Master printer teaches workshop, unveils PRINT
A bit of serendipity brought master printmaker Richard Duardo to Shreveport. After a happenstance on an airplane with William Joyce, Moonbot Studios co-founder, Duardo found himself interested in visiting Shreveport. Brandon Oldenburg, artistic director of the UNSCENE! festival and co-founder of Moonbot Studios, sealed the visit, having Duardo agree to teach a two-day workshop with five local artists specially selected to watch a printmaking lesson and also bring PRINT, an exhibition produced by world-renowned artists created in Duardo’s studio, Modern Multiples.
Duardo is most known for his title as the “Warhol of the West.”
“It makes it easy for people to understand the work I do because most everyone knows [Andy] Warhol. He is known for appropriating imagery and blowing it up and you think silk screening as a medium of reproduction, so I’ve kind of been doing that,” Duardo said. “But mine is a little bit more decorative. With mine, I incorporate a lot more color and composition. So I guess you could say that I am a decorative Warhol.”
Duardo met with Warhol in New York in 1978, and he gave Duardo a critique of his early work.
“I was young and pretty naive, but I wouldn’t do silly things like that today. I’m uptight like most adults,” Duardo said. “He found it novel and kind of naive that I did that and so it was kind of amusing to him.”
It was through Warhol that he met Keith Haring, one of the first graffiti artists in New York, and started to build an area in Los Angeles for printmaking.
“I became a base in Los Angeles for some of these young artists to come over and hang out or stay at my place. So there was a real New York – Los Angles connection, while I was doing prints. And so I started inviting artists to do work,” Duardo said.
Duardo met with Shepard Ferry, widely known for created the Barack Obama “Hope” image for the 2008 campaign.
“He came over and said, ‘Richard, we are doing this idea, and I am going to proof out for the Obama campaign.’ So we didn’t run the production,” Duardo said. “We just kind of assisted. He uses our studio to work out ideas before he determines whether or not he is going to do an edition.”
Duardo said a lot factors attract artists to printmaking.
“[Printmaking] has actually gone through another renaissance with young artists because it is the most egalitarian, democratizing medium for artists to replicate their work and make it financially accessible to young people or young collectors,” Duardo said. “So it is kind of a propagating media for getting their work out there. And now that the Internet exists that is now another way to make inaccessible accessible to collectors, not just locally, regionally but globally. That is how some of these artists have blown up so massively.”

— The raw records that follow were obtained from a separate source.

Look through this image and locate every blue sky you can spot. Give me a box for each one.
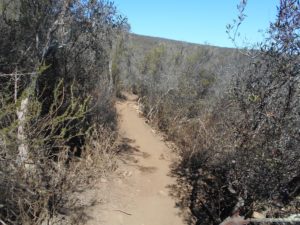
[113,0,279,47]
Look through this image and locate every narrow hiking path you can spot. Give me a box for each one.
[87,95,184,225]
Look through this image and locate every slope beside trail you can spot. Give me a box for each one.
[87,95,184,225]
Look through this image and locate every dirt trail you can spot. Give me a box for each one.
[88,93,183,225]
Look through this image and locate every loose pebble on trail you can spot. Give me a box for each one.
[87,95,184,225]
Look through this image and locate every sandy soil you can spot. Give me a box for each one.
[87,96,183,225]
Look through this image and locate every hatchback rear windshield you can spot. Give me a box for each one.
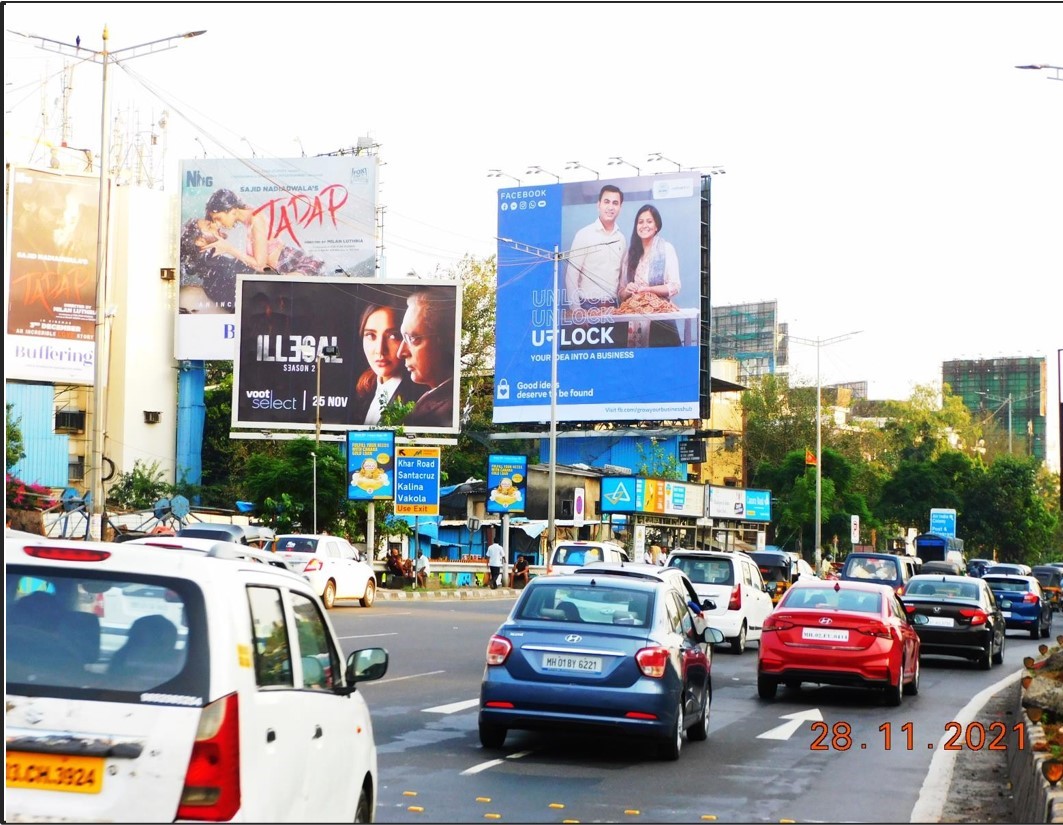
[669,556,735,585]
[5,565,209,705]
[514,576,653,627]
[553,544,605,565]
[276,536,318,553]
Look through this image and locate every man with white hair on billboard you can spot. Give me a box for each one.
[399,287,457,426]
[564,184,627,312]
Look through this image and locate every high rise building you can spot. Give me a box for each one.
[941,357,1048,461]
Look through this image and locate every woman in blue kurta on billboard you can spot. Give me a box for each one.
[620,203,681,347]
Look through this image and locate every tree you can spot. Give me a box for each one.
[4,403,26,470]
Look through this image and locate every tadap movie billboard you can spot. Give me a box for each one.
[4,167,100,384]
[494,172,709,423]
[174,155,376,360]
[232,275,461,433]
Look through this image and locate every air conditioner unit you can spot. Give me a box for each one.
[55,409,85,433]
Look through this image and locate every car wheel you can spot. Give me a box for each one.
[354,788,373,822]
[687,686,712,742]
[990,634,1005,664]
[360,578,376,607]
[905,656,919,696]
[885,666,905,708]
[660,695,682,762]
[731,622,745,656]
[479,722,506,751]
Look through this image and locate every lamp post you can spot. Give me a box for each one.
[310,346,339,536]
[1015,63,1063,80]
[499,238,619,566]
[606,155,642,174]
[789,330,863,570]
[487,169,521,186]
[564,161,602,180]
[524,166,561,183]
[13,26,206,538]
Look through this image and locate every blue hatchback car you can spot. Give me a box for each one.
[479,571,723,759]
[982,573,1052,639]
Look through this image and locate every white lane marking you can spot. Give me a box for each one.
[757,708,823,740]
[339,633,399,639]
[909,670,1024,822]
[461,759,502,776]
[366,671,446,685]
[421,698,479,713]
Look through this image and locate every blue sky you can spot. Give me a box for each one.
[4,2,1063,469]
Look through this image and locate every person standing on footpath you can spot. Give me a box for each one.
[487,536,505,590]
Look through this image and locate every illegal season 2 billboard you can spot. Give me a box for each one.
[174,155,376,360]
[494,172,710,423]
[233,275,461,433]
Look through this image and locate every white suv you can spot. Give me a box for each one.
[546,541,629,574]
[4,531,388,822]
[668,550,773,653]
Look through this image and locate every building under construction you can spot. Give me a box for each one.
[941,357,1047,461]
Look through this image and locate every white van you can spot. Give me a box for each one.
[546,541,630,575]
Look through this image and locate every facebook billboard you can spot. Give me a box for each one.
[494,172,709,423]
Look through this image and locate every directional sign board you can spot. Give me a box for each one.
[394,447,440,516]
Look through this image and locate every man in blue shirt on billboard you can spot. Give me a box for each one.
[564,184,627,312]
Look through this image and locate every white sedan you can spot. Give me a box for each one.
[268,534,376,610]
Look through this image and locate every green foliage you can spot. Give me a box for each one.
[4,403,26,470]
[107,460,174,510]
[635,438,687,482]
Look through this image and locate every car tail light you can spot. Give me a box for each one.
[960,607,989,625]
[761,616,794,633]
[857,622,893,639]
[23,545,111,561]
[487,636,513,664]
[635,647,669,679]
[175,693,240,822]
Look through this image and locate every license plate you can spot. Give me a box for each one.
[542,653,602,673]
[800,627,849,642]
[7,751,103,793]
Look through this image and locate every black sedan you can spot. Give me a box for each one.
[900,573,1007,670]
[479,570,723,759]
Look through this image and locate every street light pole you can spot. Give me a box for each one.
[12,26,206,538]
[497,238,620,567]
[789,330,863,570]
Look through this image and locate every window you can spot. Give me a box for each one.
[248,587,293,688]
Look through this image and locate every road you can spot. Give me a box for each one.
[331,599,1037,823]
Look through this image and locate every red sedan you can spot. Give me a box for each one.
[757,578,926,705]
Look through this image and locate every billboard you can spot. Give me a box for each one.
[487,455,528,512]
[4,168,100,384]
[232,275,461,433]
[601,475,705,519]
[394,447,442,516]
[347,430,395,502]
[705,487,772,522]
[494,172,708,423]
[174,155,376,360]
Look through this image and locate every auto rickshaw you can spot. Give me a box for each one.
[748,550,796,605]
[1033,565,1063,610]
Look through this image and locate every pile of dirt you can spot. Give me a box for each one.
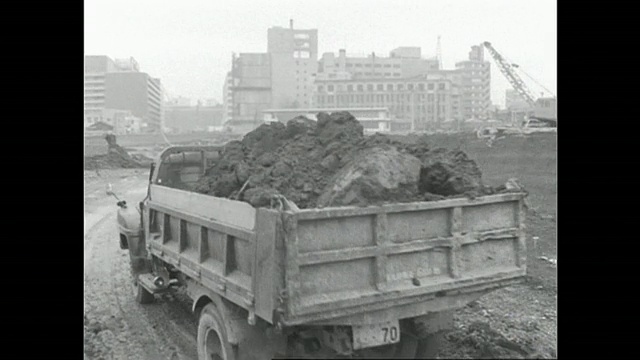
[193,112,494,209]
[447,321,542,359]
[84,137,144,170]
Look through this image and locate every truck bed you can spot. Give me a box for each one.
[145,184,526,325]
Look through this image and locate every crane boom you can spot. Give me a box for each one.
[483,41,536,107]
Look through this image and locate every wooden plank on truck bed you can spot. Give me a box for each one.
[150,184,256,230]
[253,209,280,323]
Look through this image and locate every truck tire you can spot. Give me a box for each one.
[415,332,444,359]
[197,303,235,360]
[133,276,155,304]
[358,336,421,359]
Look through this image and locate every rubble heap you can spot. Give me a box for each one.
[194,112,494,209]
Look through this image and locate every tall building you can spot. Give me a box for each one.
[222,72,233,123]
[164,102,222,132]
[84,56,163,131]
[456,45,491,120]
[504,89,531,109]
[226,53,272,132]
[314,72,461,130]
[267,20,318,108]
[317,47,439,80]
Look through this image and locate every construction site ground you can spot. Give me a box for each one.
[84,133,557,359]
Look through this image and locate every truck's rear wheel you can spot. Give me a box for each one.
[416,332,444,359]
[133,275,155,304]
[198,304,235,360]
[358,335,421,359]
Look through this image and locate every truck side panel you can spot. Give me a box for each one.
[148,185,284,322]
[286,194,525,323]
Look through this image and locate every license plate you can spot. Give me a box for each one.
[352,320,400,350]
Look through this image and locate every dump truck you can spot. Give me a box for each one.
[117,146,526,360]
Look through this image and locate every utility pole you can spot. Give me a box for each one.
[436,35,442,70]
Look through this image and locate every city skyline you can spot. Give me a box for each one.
[85,0,556,106]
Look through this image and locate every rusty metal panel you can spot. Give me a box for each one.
[462,201,519,231]
[460,238,518,276]
[207,229,225,263]
[150,185,256,230]
[300,258,376,296]
[230,237,256,276]
[298,215,374,253]
[387,209,450,243]
[252,209,280,323]
[182,222,202,251]
[387,248,449,286]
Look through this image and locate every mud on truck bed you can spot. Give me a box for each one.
[118,143,526,359]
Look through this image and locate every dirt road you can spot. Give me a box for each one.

In Shreveport, Duardo wanted to affect as many local artists as possible by teaching a workshop at artspace.
“What I am going to show them are kamikaze printing sessions with each of them that show them some techniques from the way that I work, that will allow them to work fast and furious,” Duardo said.
Local artists Ben Moss, Jeormie Journell, Jeremy Johnson, John H. Lomax and Taffie Garsee were eager to watch Duardo in action.
Of the artists, Ben Moss wanted to learn how to set up his own print making shop.
“[I want] to just be able to get an idea out there quickly,” Moss said. “It’s really good for mass-producing something and getting it done fast, and all of a sudden you are up somewhere.”